Figure 4: Loss of C9ORF72 promotes degeneration of hippocampal neurons and glial activation in C9^450C transgenic mice.

(a-b) Representative images (a) and quantification (b) of DAPI-positive nuclei in the hippocampal CA1 region in 12-month-old C9orf72 transgenic mice with reduced or loss of endogenous C9ORF72. Each solid dot represents a CA1 region from one hemisphere (n = 4 Non-Tg, n = 4 C9^450C, n = 4 C9^450C,C9orf72^+/−, n = 4 C9^450C,C9orf72^−/−, n = 4 C9orf72^+/−, n = 3 C9orf72^−/−). Error bars represent SEM. Statistical evaluations were performed using one-way ANOVA with Tukey’s post hoc test.
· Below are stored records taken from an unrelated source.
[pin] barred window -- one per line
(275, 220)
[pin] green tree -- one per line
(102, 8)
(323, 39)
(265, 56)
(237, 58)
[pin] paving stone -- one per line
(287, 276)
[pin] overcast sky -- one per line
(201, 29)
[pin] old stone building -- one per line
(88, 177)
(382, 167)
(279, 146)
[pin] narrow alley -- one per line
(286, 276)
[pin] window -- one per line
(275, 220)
(c-d) Representative images (c) and quantification (d) of immunofluorescence staining with antibodies recognizing the microglial marker Iba-1 (upper panels) and the astrocytic marker GFAP (lower panels) in the hippocampal region of 12-month-old C9orf72 transgenic mice with normal, reduced, or absence of endogenous C9ORF72. Each solid dot represents a hippocampal region from one hemisphere per animal (n = 3 Non-Tg, n = 4 C9^450C, n = 3 C9^450C,C9orf72^+/−, n = 3 C9^450C,C9orf72^−/−). Error bars represent SEM. Statistical evaluations were performed using one-way ANOVA with Tukey’s post hoc test.
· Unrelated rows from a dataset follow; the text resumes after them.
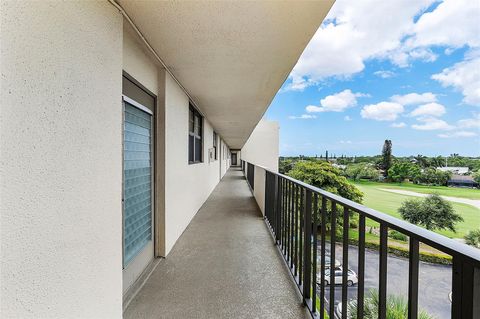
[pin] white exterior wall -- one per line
(61, 160)
(138, 63)
(261, 147)
(187, 185)
(224, 157)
(e) Choline acetyltransferase (ChAT)-positive motor neurons detected by immunofluorescence in the anterior horn of lumbar spinal cords of C9ORF72 transgenic mice with reduced or loss of endogenous C9ORF72 at 12 months of age.

(f) Average number of ChAT-positive motor neurons per section from lumbar spinal cords at 12 months of age. Error bars represent SEM (n = 4–5 animals per group). Statistical evaluations were performed using one-way ANOVA with Tukey’s post hoc test.